Early momentum for DataOps has focused heavily on data science and analytics, and for good reason. Data-driven insights are a key way of leveraging data to drive differentiation. But it’s not solely about analytics. A year ago, I wrote about the different areas of friction that DataOps can address, a sentiment echoed in Gartner’s conclusion that makes no mention of any specific persona, domain or application of DataOps principles.
Whether they know it or not, today every company is a data company. They face an increasingly fast-moving business landscape filled with more data-driven competitors. Data science is the key to real-time insights, but companies are struggling to make the right data available fast enough. Modern enterprises need agile, flexible and responsive data pipelines that can deliver fresh data while adapting to the ever-changing data landscape. Solving this requires more than just transforming and delivering data but also automated tools that make it easy to discover relevant datasets, track and version machine learning data models, manage data preparation and cleansing, and share analytics queries.

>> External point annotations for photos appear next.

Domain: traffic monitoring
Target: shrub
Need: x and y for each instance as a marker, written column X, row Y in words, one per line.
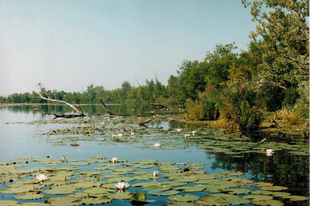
column 204, row 108
column 238, row 103
column 195, row 111
column 292, row 118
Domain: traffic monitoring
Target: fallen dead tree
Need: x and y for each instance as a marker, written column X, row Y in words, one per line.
column 141, row 123
column 58, row 115
column 108, row 111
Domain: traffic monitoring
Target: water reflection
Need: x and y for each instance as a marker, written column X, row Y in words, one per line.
column 281, row 168
column 94, row 109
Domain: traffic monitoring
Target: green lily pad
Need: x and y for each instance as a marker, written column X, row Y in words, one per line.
column 237, row 191
column 29, row 196
column 183, row 198
column 8, row 203
column 163, row 193
column 60, row 190
column 268, row 202
column 222, row 199
column 120, row 196
column 258, row 197
column 95, row 201
column 274, row 188
column 296, row 198
column 34, row 204
column 98, row 190
column 55, row 201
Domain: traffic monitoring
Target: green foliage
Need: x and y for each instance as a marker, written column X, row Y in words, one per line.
column 293, row 118
column 281, row 41
column 305, row 131
column 302, row 110
column 204, row 108
column 195, row 111
column 218, row 64
column 239, row 105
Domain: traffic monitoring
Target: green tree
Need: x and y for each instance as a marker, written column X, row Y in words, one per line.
column 282, row 37
column 218, row 64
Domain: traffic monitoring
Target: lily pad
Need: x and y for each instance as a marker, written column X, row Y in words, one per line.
column 184, row 198
column 29, row 196
column 61, row 190
column 55, row 201
column 120, row 196
column 95, row 201
column 8, row 203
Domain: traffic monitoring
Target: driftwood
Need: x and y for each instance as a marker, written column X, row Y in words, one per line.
column 142, row 123
column 57, row 115
column 157, row 106
column 108, row 111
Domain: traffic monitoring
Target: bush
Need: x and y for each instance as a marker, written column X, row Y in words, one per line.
column 292, row 118
column 194, row 111
column 238, row 104
column 204, row 108
column 290, row 96
column 302, row 110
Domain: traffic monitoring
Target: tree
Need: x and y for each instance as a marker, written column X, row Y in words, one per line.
column 282, row 37
column 218, row 64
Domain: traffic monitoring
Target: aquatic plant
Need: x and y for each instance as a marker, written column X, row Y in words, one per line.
column 122, row 185
column 41, row 177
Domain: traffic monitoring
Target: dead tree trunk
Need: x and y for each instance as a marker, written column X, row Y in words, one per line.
column 108, row 111
column 79, row 111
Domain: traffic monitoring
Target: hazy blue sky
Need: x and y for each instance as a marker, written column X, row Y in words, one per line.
column 70, row 44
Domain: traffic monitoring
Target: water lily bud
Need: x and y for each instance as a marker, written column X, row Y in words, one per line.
column 114, row 160
column 157, row 145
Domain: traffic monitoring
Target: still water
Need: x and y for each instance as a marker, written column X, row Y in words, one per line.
column 20, row 136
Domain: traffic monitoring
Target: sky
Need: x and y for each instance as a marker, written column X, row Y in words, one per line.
column 70, row 44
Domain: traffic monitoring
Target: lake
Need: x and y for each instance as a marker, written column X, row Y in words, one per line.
column 31, row 137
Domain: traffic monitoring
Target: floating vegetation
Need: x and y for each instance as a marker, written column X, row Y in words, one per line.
column 108, row 131
column 178, row 183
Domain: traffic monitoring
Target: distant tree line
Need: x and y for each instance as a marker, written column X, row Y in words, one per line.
column 235, row 87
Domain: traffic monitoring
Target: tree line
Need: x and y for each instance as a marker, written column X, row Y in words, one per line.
column 237, row 87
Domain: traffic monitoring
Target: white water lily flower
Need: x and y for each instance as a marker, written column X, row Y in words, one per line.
column 269, row 152
column 41, row 177
column 155, row 174
column 114, row 160
column 157, row 145
column 122, row 185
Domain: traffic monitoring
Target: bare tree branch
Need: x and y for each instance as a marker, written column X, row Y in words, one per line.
column 63, row 102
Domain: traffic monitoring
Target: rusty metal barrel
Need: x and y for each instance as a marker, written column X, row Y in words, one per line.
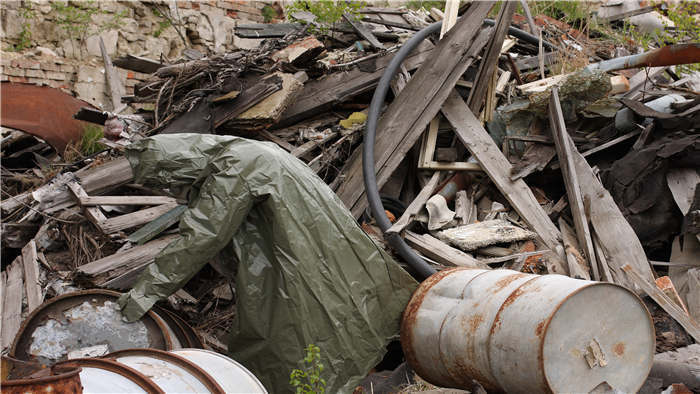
column 523, row 333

Applications are becoming more intelligent and more data-intensive, processing ever-increasing amounts of data, incorporating machine learning and predictive engines and creating highly personalized consumer experiences. But despite the advances in DevOps and cloud that have accelerated software delivery, time to market and ability to deliver innovation to the business remains hampered by bottlenecks associated with manual, ad hoc mechanisms to secure, copy and move data. DataOps helps facilitate the automated delivery of realistic data anywhere it’s needed, creating readily accessible catalogs of test and production data to be used wherever it’s needed during development, resulting in greater velocity and higher quality.
With weekly data breaches, emerging General Data Protection Regulation (GDPR)-inspired regulations such as the California Consumer Privacy Act (CCPA), and the next Cambridge Analytica around the corner, companies cannot risk jeopardizing customer trust with lax data security and privacy. Data privacy and security is now a top imperative for businesses, and meeting regulatory mandates is a key hurdle to overcome.

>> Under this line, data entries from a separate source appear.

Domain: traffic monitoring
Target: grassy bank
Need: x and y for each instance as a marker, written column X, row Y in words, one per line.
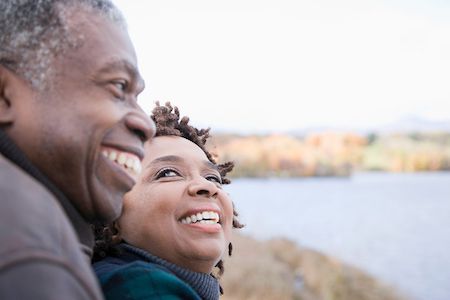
column 279, row 269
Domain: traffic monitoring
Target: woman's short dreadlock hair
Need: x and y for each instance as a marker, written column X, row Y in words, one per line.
column 168, row 122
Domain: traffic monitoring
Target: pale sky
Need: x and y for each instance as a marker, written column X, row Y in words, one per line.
column 275, row 65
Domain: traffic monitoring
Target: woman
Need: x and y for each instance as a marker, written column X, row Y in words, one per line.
column 176, row 222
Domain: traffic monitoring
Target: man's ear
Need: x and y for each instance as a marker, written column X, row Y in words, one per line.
column 9, row 84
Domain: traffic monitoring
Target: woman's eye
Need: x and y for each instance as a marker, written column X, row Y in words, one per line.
column 167, row 173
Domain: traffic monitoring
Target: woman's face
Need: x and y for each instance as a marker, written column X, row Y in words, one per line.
column 177, row 187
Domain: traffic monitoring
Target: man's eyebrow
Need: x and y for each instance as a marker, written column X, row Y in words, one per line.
column 121, row 64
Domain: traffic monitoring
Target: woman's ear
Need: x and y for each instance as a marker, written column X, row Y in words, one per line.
column 6, row 114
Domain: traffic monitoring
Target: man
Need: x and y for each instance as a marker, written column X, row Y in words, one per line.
column 71, row 140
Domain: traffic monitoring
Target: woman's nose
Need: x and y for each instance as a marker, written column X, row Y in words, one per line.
column 200, row 186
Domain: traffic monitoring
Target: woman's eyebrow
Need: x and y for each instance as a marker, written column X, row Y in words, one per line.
column 211, row 165
column 168, row 158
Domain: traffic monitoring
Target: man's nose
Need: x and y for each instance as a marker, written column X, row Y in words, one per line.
column 141, row 125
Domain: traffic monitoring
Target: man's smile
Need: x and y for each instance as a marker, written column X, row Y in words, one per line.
column 130, row 163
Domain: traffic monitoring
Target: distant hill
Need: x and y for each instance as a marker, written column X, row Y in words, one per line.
column 415, row 124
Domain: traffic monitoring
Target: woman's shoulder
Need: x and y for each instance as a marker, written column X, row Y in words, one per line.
column 140, row 280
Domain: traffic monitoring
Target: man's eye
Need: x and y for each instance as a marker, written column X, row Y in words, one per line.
column 167, row 173
column 121, row 85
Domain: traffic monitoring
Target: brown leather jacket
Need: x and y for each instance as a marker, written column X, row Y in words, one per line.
column 40, row 254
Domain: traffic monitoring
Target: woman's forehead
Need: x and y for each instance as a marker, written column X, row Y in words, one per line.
column 175, row 146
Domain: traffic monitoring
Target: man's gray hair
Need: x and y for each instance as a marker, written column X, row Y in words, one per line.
column 33, row 32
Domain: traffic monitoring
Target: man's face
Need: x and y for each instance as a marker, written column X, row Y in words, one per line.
column 86, row 131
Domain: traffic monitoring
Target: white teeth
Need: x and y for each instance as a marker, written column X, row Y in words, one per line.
column 205, row 217
column 130, row 163
column 113, row 155
column 126, row 160
column 122, row 158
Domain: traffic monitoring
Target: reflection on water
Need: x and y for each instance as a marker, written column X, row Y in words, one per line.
column 395, row 226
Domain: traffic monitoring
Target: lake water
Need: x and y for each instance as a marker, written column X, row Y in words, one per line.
column 395, row 226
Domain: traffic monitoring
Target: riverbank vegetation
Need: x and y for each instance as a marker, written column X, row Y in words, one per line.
column 280, row 269
column 332, row 153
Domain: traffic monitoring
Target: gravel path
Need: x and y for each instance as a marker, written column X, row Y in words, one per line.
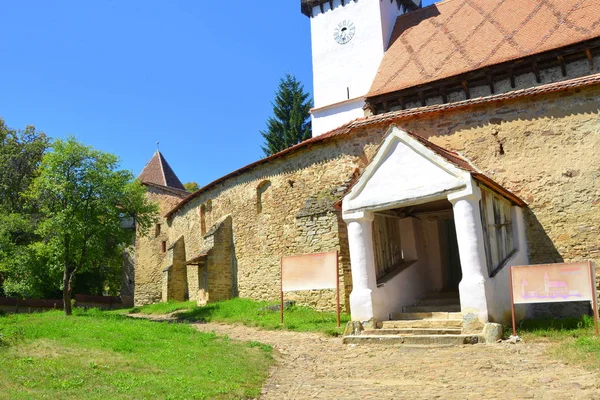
column 311, row 366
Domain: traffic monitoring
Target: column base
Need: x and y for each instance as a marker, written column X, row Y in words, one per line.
column 361, row 304
column 473, row 303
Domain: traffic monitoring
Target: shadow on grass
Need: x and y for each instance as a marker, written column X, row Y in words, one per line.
column 266, row 316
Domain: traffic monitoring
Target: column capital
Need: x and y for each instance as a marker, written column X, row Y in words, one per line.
column 358, row 216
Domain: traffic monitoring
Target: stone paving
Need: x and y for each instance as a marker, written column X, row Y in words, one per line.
column 312, row 366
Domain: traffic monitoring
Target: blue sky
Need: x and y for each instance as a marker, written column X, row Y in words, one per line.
column 198, row 76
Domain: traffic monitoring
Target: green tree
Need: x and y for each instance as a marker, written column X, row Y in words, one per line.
column 191, row 186
column 83, row 199
column 290, row 123
column 21, row 152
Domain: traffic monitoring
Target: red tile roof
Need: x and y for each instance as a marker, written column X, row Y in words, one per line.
column 391, row 117
column 457, row 36
column 159, row 172
column 464, row 164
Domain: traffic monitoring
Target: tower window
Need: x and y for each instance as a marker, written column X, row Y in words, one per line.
column 261, row 195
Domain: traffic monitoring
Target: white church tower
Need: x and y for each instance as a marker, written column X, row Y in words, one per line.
column 349, row 38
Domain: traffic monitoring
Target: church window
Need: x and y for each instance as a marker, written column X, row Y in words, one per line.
column 261, row 195
column 203, row 219
column 496, row 215
column 387, row 244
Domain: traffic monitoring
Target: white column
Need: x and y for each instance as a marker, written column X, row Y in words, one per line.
column 362, row 261
column 471, row 248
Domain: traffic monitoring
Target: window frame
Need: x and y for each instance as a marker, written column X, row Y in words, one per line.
column 499, row 236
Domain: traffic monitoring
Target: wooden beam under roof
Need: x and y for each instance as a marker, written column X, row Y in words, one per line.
column 481, row 77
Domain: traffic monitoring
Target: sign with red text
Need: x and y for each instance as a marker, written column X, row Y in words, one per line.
column 550, row 283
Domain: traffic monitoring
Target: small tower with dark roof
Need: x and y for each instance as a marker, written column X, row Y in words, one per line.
column 165, row 190
column 158, row 172
column 349, row 38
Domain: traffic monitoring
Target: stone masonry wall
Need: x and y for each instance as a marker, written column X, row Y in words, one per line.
column 149, row 257
column 296, row 216
column 543, row 148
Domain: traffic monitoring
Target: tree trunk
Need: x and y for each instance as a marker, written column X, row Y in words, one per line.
column 67, row 292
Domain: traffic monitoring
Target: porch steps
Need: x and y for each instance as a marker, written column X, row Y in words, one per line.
column 448, row 301
column 450, row 308
column 423, row 324
column 418, row 340
column 434, row 320
column 412, row 331
column 425, row 315
column 442, row 295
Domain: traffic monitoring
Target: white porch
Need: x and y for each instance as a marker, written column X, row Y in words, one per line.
column 424, row 190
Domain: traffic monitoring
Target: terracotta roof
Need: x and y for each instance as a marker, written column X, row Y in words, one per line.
column 459, row 161
column 457, row 36
column 391, row 117
column 464, row 164
column 159, row 172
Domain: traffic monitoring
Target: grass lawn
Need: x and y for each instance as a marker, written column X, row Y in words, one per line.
column 103, row 355
column 252, row 313
column 574, row 338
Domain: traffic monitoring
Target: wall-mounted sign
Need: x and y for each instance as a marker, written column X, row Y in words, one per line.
column 553, row 283
column 310, row 272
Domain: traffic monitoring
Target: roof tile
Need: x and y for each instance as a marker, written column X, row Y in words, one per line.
column 457, row 36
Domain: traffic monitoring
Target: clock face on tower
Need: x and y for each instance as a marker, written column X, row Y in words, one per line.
column 344, row 32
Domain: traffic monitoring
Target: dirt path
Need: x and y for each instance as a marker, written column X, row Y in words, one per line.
column 311, row 366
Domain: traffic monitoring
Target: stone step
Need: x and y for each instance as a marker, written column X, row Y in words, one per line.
column 426, row 315
column 423, row 323
column 423, row 340
column 412, row 331
column 442, row 295
column 437, row 302
column 425, row 309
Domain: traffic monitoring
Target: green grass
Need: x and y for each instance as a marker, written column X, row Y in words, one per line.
column 102, row 355
column 164, row 308
column 574, row 339
column 253, row 313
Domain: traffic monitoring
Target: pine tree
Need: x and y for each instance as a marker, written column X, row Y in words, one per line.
column 290, row 123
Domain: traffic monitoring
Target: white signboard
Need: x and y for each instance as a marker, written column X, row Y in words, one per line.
column 309, row 272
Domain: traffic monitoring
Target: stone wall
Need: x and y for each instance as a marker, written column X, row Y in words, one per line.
column 543, row 148
column 174, row 283
column 296, row 216
column 149, row 255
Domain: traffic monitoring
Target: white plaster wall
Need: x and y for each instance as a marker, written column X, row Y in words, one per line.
column 331, row 117
column 404, row 175
column 351, row 66
column 402, row 290
column 498, row 287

But the easiest solution -- preventing access -- is also the most harmful. Teams that can’t get access to the data they need have to either stop innovating or use suboptimal data that puts their project at risk. Comprehensive DataOps helps identify risk as data flows into, across and out of companies and leverages technology approaches like data masking, differential privacy and homomorphic encryption to mitigate risk without losing business value.
There is great synergy around the high-level concepts of enabling enterprise data flow. For example, Harvard Business Review wrote about five key elements of a successful data strategy that closely mirrors DataOps, without using the term itself. There is little commonality at the technology and practice level. Each instantiation uses different language, techniques, tool and principles to explain how to apply DataOps.

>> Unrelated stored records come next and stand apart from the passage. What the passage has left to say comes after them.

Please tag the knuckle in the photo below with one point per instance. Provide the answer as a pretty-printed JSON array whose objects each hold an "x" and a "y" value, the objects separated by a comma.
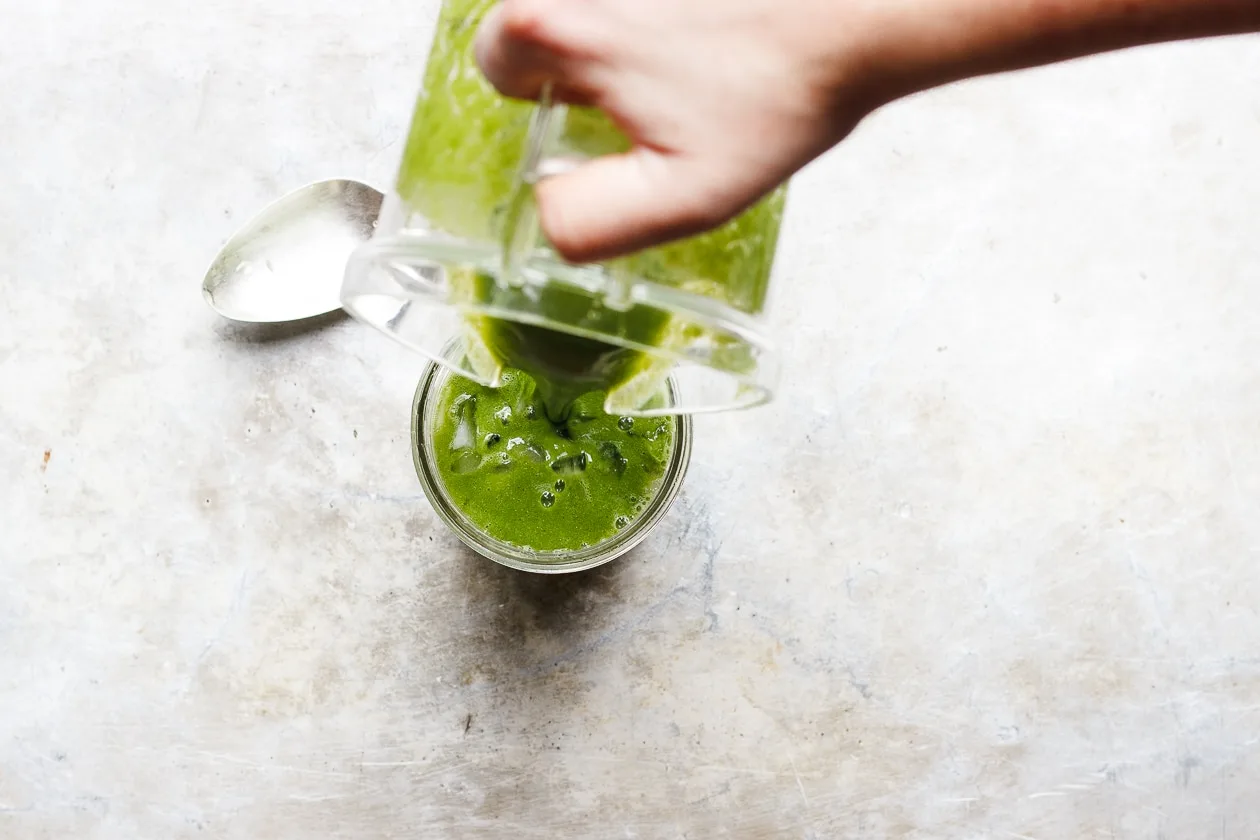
[{"x": 529, "y": 20}]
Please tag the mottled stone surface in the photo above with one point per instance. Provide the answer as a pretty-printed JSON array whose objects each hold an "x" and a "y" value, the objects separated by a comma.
[{"x": 988, "y": 569}]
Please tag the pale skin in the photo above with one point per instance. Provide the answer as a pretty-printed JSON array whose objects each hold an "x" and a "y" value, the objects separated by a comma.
[{"x": 725, "y": 100}]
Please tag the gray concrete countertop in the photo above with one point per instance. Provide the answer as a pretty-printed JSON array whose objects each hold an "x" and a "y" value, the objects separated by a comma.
[{"x": 988, "y": 568}]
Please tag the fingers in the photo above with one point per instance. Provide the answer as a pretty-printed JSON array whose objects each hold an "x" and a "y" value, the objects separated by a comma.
[
  {"x": 523, "y": 44},
  {"x": 612, "y": 205}
]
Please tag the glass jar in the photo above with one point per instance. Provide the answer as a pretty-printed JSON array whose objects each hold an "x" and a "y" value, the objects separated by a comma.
[
  {"x": 425, "y": 418},
  {"x": 458, "y": 253}
]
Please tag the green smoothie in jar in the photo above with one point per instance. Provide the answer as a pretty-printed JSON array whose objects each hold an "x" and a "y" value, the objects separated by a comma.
[
  {"x": 541, "y": 485},
  {"x": 533, "y": 456}
]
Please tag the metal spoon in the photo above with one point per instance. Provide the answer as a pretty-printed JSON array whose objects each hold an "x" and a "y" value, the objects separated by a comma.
[{"x": 287, "y": 262}]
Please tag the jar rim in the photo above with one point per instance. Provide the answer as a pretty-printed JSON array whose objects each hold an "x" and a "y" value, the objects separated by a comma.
[{"x": 556, "y": 562}]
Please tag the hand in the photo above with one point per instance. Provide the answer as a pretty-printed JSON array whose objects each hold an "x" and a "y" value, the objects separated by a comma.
[{"x": 723, "y": 100}]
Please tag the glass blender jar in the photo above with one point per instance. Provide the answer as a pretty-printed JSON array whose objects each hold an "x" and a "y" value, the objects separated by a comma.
[
  {"x": 458, "y": 253},
  {"x": 459, "y": 271}
]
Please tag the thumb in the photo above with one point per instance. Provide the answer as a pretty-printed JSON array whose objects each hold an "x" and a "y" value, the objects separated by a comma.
[{"x": 616, "y": 204}]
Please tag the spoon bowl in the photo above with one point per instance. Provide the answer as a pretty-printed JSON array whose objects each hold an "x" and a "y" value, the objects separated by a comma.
[{"x": 287, "y": 262}]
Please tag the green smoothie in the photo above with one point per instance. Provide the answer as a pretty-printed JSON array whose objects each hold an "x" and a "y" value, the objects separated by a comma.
[
  {"x": 460, "y": 174},
  {"x": 541, "y": 485}
]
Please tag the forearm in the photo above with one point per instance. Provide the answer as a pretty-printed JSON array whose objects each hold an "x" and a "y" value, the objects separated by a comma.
[{"x": 917, "y": 44}]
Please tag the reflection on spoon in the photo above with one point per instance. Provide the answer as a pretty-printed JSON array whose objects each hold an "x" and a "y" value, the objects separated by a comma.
[{"x": 287, "y": 262}]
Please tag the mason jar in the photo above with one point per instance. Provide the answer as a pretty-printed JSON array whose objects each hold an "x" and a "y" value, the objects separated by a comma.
[{"x": 425, "y": 420}]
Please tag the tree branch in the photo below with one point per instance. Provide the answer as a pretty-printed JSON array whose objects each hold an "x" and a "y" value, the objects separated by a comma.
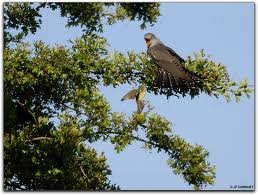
[
  {"x": 40, "y": 138},
  {"x": 26, "y": 109}
]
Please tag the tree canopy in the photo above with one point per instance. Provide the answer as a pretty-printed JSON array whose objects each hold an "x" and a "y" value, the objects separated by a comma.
[{"x": 53, "y": 105}]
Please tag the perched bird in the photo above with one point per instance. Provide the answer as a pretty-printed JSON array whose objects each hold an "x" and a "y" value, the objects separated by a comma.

This shifting landscape can be daunting for executives. Waiting may seem like the prudent choice, but waiting won’t win the innovation race. Instead, leaders can focus today on organizational readiness: Who understands where data is needed to meet business objectives? How is information flowing across the business today? How can teams collaborate together to ensure availability and privacy of data for all consumers? If this requires getting a dozen people together for a months-long project, you’re not ready for DataOps. Start the conversation today to find the leaders and teams that can orient your company around the flow of information and are willing to break the constraints of legacy systems and processes.
A truly transformational movement doesn’t start with a single company or person articulating the complete answer on day one. It takes many different voices, vendors and practitioners exploring the space and building proven approaches, not just theories. Because DataOps is as much a people and organizational shift as it is a technology one, the problem only gets more complicated. Over the next year, we’ll likely continue to see the expansion of DataOps principles and approaches that further blur the term, ultimately starting to coalesce as proven practices emerge in the industry.
DataOps does not appear to be a passing fad. There is clear value and need, as seen by the dozens of vendors and companies adopting the ideas and analysts predicting its rise as a durable part of the enterprise landscape. The exciting part is that it’s still evolving, and those who lend their voices and ideas to the movement will have an enduring effect on a major industry transformation.